Concerns are growing over the slowing demand for the Tesla Cybertruck, leading to accusations that CEO Elon Musk is leveraging his other companies, SpaceX and the AI startup xAI, to absorb excess inventory and artificially inflate sales figures.

Initially touted as a revolutionary electric pickup, the Cybertruck is reportedly becoming a significant inventory problem for Tesla. According to sources cited by Electrek, thousands of unsold vehicles are piling up at the Austin, Texas, factory, despite repeated price reductions.
The Internal Solution
To tackle the stock surplus, it is reported that both SpaceX and xAI have purchased hundreds of Cybertrucks in recent weeks. The official rationale provided by these companies is the natural transition from gas-powered fleet vehicles to electric vehicles, aligning with Musk's broader mission of sustainability.
However, industry analysts view this internal spending as a transparent effort to mitigate investor pressure on Tesla.

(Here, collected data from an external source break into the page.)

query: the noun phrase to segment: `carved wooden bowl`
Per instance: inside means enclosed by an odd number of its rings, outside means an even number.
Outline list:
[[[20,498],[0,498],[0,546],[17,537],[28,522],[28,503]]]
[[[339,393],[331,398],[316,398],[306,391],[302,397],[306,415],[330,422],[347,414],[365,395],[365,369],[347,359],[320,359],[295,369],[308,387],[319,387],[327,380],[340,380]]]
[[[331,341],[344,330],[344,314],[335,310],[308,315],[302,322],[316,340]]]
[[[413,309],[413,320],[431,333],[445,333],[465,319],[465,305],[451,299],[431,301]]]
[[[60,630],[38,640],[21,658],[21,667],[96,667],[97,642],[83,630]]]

Critics suggest the move is intended to "window dress" poor sales data and reduce the inventory burden on the automaker's balance sheet, rather than being driven purely by operational necessity.

The newly acquired Cybertrucks are being distributed across various Musk-owned facilities, including the Starbase launch site in Boca Chica and the Starlink factory in Bastrop, as well as several xAI premises. Footage from channels like NASASpaceflight has documented the recent arrival of numerous Cybertrucks at Starbase, fueling speculation about their purpose.
Sales Falling Short of Ambition
When the Cybertruck launched, Tesla set a sales target of up to 300,000 units per year. In reality, sales figures have dramatically underperformed. In the first quarter of 2025, the company managed to move only about 5,000 units. This stark discrepancy between ambition and reality is the core driver behind the need for an "internal bailout."
While supporters praise the initiative as a logical step toward fleet electrification across Musk's ecosystem, skeptics remain focused on the financial optics. The central question remains whether this is a sustainable strategy to manage demand or merely a temporary fix to hide a troubled product line that appears to be losing its initial market appeal.